In an effort to up the ante for a smoother perishables supply chain, Kuehne + Nagel has created KN FreshChain, its own global perishables airfreight quality standard. The perishables airfreight stations network of Kuehne + Nagel has worldwide coverage, thus making it a truly global quality standard. The company has over 70 perishables airfreight stations worldwide, all of which will gradually be FreshChain certified.
Commenting on whether Kuehne + Nagel would take the certification outside the company, Solano says, “There are no plans to do that. Certifying the entire network requires time and dedication from both our QSHE organization as well as from the perishables airfreight business unit staff. The FreshChain is being implemented gradually in the network and the implementation follows very concrete targets regarding the number of to be certified stations per year in order to make the amount of work this process brings along manageable.”
Solano adds that it is too early to conclude if quantifiable changes have been observed at stations that have been certified so far. “We have a growing number KN FreshChain certified locations worldwide and those are also the largest in terms of tonnage going through.

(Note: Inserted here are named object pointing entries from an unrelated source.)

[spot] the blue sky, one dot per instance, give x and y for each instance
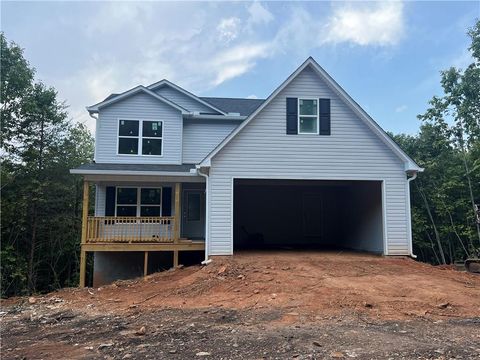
(386, 55)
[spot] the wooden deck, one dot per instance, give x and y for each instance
(122, 233)
(181, 245)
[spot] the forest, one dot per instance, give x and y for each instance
(41, 200)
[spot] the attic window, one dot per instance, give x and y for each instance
(140, 137)
(308, 116)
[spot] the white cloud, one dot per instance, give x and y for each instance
(129, 43)
(237, 61)
(228, 29)
(380, 23)
(259, 14)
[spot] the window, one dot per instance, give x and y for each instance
(126, 202)
(142, 202)
(140, 137)
(308, 116)
(128, 137)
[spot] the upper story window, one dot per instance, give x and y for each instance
(308, 116)
(140, 137)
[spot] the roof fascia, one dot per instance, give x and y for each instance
(140, 88)
(132, 172)
(184, 92)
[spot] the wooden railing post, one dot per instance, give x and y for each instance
(178, 217)
(83, 255)
(85, 211)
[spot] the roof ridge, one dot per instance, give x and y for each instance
(227, 97)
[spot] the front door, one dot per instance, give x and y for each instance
(193, 216)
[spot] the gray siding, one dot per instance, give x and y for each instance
(200, 137)
(139, 107)
(100, 195)
(183, 100)
(262, 149)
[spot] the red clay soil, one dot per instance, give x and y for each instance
(316, 285)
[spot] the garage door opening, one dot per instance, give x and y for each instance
(306, 214)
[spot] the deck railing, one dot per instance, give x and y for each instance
(128, 229)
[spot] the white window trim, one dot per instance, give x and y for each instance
(309, 116)
(138, 204)
(139, 137)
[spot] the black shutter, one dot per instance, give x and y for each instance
(166, 201)
(292, 108)
(110, 201)
(324, 116)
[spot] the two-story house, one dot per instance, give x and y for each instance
(176, 173)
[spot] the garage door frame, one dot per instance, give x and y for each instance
(382, 186)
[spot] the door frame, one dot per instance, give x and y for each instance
(184, 209)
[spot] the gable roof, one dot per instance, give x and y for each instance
(138, 89)
(244, 107)
(410, 164)
(165, 82)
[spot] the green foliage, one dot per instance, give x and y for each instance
(41, 200)
(448, 147)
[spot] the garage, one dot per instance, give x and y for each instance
(308, 214)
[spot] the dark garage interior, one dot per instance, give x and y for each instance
(308, 214)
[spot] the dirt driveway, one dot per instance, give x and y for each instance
(258, 305)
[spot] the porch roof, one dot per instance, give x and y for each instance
(135, 169)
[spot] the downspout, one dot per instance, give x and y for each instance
(207, 214)
(96, 124)
(409, 214)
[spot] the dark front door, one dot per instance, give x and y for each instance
(193, 216)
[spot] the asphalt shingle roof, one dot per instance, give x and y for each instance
(137, 167)
(235, 105)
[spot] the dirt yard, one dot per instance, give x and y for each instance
(275, 305)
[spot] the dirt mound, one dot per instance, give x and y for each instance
(311, 284)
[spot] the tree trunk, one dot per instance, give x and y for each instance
(31, 259)
(472, 199)
(437, 235)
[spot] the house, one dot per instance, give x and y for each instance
(175, 173)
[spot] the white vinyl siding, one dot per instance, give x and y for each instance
(183, 100)
(141, 107)
(200, 137)
(263, 150)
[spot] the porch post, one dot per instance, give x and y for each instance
(178, 218)
(145, 264)
(83, 255)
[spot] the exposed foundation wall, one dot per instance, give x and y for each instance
(111, 266)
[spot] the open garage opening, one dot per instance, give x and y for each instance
(308, 214)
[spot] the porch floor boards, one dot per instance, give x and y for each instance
(181, 245)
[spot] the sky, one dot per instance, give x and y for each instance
(386, 55)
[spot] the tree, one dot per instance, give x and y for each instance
(457, 115)
(40, 199)
(448, 147)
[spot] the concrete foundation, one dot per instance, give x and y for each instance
(110, 266)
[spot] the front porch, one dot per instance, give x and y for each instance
(177, 224)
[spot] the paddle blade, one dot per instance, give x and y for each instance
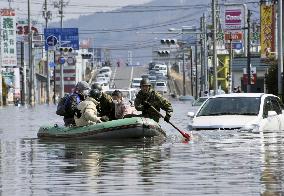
(185, 135)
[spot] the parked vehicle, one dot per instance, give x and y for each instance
(161, 86)
(104, 85)
(129, 93)
(199, 101)
(161, 68)
(136, 82)
(243, 111)
(106, 70)
(101, 78)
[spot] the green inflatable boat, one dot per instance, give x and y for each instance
(135, 127)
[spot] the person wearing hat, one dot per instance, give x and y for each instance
(87, 110)
(105, 107)
(79, 94)
(148, 97)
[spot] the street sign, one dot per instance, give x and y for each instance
(234, 36)
(235, 45)
(51, 40)
(61, 60)
(67, 37)
(233, 19)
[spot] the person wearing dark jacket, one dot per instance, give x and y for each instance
(80, 93)
(147, 97)
(106, 106)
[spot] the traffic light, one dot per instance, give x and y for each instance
(168, 41)
(163, 52)
(86, 56)
(65, 49)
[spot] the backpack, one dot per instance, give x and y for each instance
(61, 107)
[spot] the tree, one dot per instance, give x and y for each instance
(271, 78)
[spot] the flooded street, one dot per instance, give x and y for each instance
(215, 163)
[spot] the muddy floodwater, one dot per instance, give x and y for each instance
(212, 163)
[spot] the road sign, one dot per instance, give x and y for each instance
(235, 45)
(234, 36)
(61, 60)
(67, 37)
(233, 19)
(51, 40)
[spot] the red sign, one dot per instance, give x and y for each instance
(233, 19)
(7, 12)
(234, 36)
(252, 79)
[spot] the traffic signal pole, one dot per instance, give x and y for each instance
(61, 64)
(47, 61)
(249, 55)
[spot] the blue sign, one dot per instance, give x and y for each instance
(51, 40)
(61, 60)
(235, 45)
(51, 64)
(67, 37)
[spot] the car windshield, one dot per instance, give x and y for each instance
(199, 101)
(230, 106)
(160, 84)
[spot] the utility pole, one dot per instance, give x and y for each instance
(46, 15)
(191, 70)
(60, 5)
(30, 34)
(196, 71)
(230, 65)
(249, 54)
(24, 76)
(183, 71)
(205, 55)
(215, 83)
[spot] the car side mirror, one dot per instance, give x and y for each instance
(272, 113)
(190, 114)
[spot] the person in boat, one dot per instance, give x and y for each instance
(87, 110)
(148, 97)
(81, 91)
(106, 106)
(121, 108)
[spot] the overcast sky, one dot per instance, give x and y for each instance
(73, 9)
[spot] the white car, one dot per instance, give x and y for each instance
(136, 82)
(161, 86)
(104, 85)
(129, 94)
(243, 111)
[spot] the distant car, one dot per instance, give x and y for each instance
(161, 86)
(104, 85)
(144, 76)
(152, 72)
(253, 112)
(136, 82)
(161, 68)
(199, 101)
(105, 70)
(129, 93)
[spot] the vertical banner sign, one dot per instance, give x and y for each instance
(8, 37)
(233, 27)
(267, 36)
(233, 19)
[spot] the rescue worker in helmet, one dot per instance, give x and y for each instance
(105, 107)
(148, 97)
(87, 110)
(81, 91)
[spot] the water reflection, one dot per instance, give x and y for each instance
(99, 164)
(214, 162)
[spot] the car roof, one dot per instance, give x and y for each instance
(242, 95)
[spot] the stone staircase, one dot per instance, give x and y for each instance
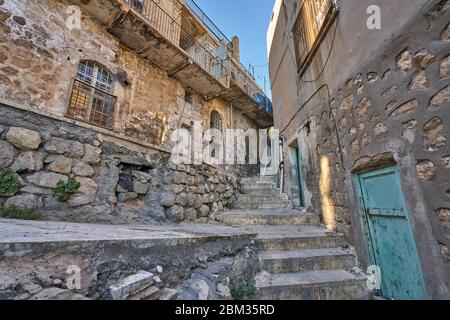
(300, 260)
(261, 193)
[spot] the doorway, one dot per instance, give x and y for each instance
(389, 232)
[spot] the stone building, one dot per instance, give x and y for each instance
(363, 110)
(92, 90)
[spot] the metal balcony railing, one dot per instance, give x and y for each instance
(246, 82)
(90, 104)
(243, 77)
(170, 27)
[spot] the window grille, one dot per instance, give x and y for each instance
(313, 21)
(91, 99)
(216, 120)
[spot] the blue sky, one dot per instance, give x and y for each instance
(249, 20)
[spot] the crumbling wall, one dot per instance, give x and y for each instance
(121, 181)
(39, 57)
(394, 109)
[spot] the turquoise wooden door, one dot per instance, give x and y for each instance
(389, 231)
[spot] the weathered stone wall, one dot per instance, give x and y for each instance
(39, 57)
(393, 109)
(121, 181)
(199, 268)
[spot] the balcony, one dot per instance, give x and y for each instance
(245, 94)
(168, 33)
(167, 40)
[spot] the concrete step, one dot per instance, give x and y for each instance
(258, 179)
(262, 197)
(285, 242)
(273, 218)
(164, 295)
(276, 262)
(144, 294)
(260, 191)
(313, 285)
(132, 285)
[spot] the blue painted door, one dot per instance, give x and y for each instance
(390, 236)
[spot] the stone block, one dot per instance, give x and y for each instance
(46, 179)
(23, 139)
(140, 187)
(92, 154)
(82, 169)
(27, 201)
(7, 154)
(131, 285)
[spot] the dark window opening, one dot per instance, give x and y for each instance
(313, 22)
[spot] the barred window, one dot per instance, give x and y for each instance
(216, 120)
(92, 97)
(313, 22)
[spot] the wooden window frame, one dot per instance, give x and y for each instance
(87, 94)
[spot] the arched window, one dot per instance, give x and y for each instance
(216, 120)
(92, 97)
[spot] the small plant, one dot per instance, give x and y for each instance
(63, 190)
(14, 212)
(243, 291)
(9, 182)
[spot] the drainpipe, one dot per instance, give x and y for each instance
(281, 165)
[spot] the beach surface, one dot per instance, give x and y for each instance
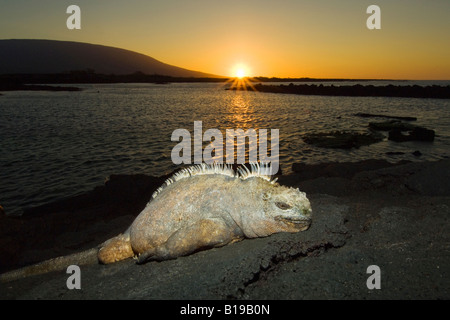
(394, 216)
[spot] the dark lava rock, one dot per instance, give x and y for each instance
(346, 139)
(370, 115)
(417, 134)
(390, 125)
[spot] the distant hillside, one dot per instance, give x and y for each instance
(50, 56)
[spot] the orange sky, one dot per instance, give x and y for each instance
(284, 38)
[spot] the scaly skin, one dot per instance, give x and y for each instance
(199, 208)
(210, 210)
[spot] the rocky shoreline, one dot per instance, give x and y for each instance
(357, 90)
(395, 216)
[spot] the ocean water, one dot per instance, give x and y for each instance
(59, 144)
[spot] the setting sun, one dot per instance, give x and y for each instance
(240, 71)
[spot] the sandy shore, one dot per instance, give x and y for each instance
(366, 213)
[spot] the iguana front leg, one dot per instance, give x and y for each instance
(205, 234)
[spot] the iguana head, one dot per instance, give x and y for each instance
(278, 209)
(288, 209)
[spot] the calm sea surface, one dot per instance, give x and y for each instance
(58, 144)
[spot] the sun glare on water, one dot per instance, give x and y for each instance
(240, 71)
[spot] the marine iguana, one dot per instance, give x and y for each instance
(199, 207)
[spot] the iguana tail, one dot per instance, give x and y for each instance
(57, 264)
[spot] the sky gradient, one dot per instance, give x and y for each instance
(284, 38)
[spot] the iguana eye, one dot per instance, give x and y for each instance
(283, 205)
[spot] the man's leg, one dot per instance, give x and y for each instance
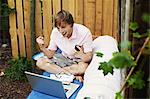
(43, 63)
(77, 69)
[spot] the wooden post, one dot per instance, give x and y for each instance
(27, 27)
(13, 30)
(47, 20)
(20, 28)
(89, 14)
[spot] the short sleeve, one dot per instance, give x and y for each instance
(52, 43)
(87, 45)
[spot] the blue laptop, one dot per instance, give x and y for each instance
(50, 87)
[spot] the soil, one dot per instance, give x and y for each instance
(9, 89)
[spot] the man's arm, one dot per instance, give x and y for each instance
(48, 53)
(85, 57)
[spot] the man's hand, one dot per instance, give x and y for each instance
(40, 41)
(80, 53)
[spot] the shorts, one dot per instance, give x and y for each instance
(60, 60)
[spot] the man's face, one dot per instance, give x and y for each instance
(65, 29)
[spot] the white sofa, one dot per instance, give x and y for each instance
(96, 85)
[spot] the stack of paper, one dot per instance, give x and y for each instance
(65, 78)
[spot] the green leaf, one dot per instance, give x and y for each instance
(136, 80)
(118, 95)
(125, 45)
(146, 17)
(106, 67)
(99, 54)
(133, 26)
(122, 59)
(137, 35)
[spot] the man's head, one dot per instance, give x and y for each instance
(64, 22)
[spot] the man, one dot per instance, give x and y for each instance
(66, 36)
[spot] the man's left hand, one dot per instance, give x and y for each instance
(80, 53)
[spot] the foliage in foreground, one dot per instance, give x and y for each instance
(17, 68)
(124, 59)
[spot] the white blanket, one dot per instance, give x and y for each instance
(96, 85)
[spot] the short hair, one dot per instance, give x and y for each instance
(63, 16)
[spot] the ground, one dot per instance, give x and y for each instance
(9, 89)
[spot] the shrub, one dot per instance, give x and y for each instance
(17, 68)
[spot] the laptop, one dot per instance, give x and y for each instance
(50, 87)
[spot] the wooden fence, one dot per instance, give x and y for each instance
(100, 16)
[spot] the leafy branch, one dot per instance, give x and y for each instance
(124, 59)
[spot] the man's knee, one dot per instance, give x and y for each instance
(40, 63)
(83, 65)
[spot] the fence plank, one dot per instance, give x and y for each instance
(69, 5)
(47, 20)
(89, 14)
(79, 11)
(38, 18)
(56, 8)
(27, 27)
(115, 20)
(98, 20)
(107, 17)
(20, 28)
(13, 30)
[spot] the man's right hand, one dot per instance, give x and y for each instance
(40, 41)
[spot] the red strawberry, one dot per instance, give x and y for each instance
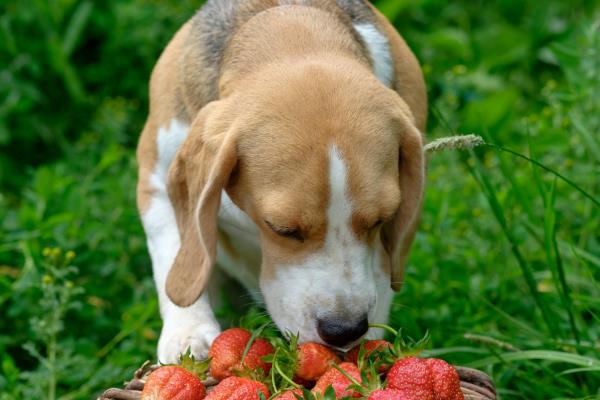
(389, 394)
(289, 395)
(412, 377)
(427, 379)
(228, 348)
(339, 382)
(446, 382)
(313, 360)
(173, 382)
(370, 346)
(236, 388)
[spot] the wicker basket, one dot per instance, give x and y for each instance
(475, 385)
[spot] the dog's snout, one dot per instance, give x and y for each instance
(339, 332)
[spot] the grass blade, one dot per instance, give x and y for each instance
(497, 211)
(553, 255)
(547, 355)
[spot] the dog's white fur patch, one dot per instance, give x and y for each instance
(193, 326)
(379, 48)
(245, 240)
(344, 275)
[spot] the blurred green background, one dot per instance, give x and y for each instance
(505, 271)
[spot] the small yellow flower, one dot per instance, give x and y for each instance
(459, 69)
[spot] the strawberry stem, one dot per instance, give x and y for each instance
(347, 375)
(385, 327)
(255, 334)
(280, 372)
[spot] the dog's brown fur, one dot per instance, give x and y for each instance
(242, 90)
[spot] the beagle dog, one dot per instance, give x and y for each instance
(284, 143)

Furthermore, these locations are our most important perishables airfreight centers of excellence. At the Amsterdam Schiphol Airport, the Netherlands, a Kuehne + Nagel location fully dedicated to perishables airfreight. The locations are working in accordance with strict and concrete procedures and standards already. The same accounts for our perishables airfreight location at London Heathrow, UK, where Kuehne + Nagel handles and ships large volumes of fresh salmon. These stations have already the HACCP [Hazard Analysis and Critical Control Point, an internationally recognized system for reducing the risk of safety hazards in food] and ISO 22000-certification among others. In other words, prior to having achieved the KN FreshChain certification, there were strict procedures in place already,” she says.
She feels the human factor is the biggest hole that needs to be plugged in the perishables supply chain. “One may have the best state of the art technology and still the human ingredient on the working floor remains crucial. Continuous education of staff remains key,” she insists.
On the sustainability front, Kuehne + Nagel recently launched its Net Zero Carbon program to pro-actively contribute to the reduction of carbon footprint in transport and logistics. The aim is to be CO2 neutral in 2020 where it concerns Scope 1 and 2 of the Greenhouse Gas Protocol (GHG). Furthermore, it has also been decided to proactively address the CO2 footprint of the transportation services performed by our suppliers – airlines, shipping lines and haulage companies and our company targets to reach comprehensive CO2 neutralization (Scope 3 of the Greenhouse Gas Protocol – GHG) by 2030.
Sharing her outlook for the global perishables market, Solano concludes, “The overall perishables movement around the world should be likely to maintain its upward trend in the coming years. Other than that, sustainability, which already plays a very important role in our industry, will become an even more significant subject. All parties actively involved in the perishables supply chain (and transport chain as an important part of it), will have to commit to develop and implement sustainable initiatives in order to contribute to an overall reduction of carbon footprint. For small players in our industry, this might not always be an easily achievable goal.”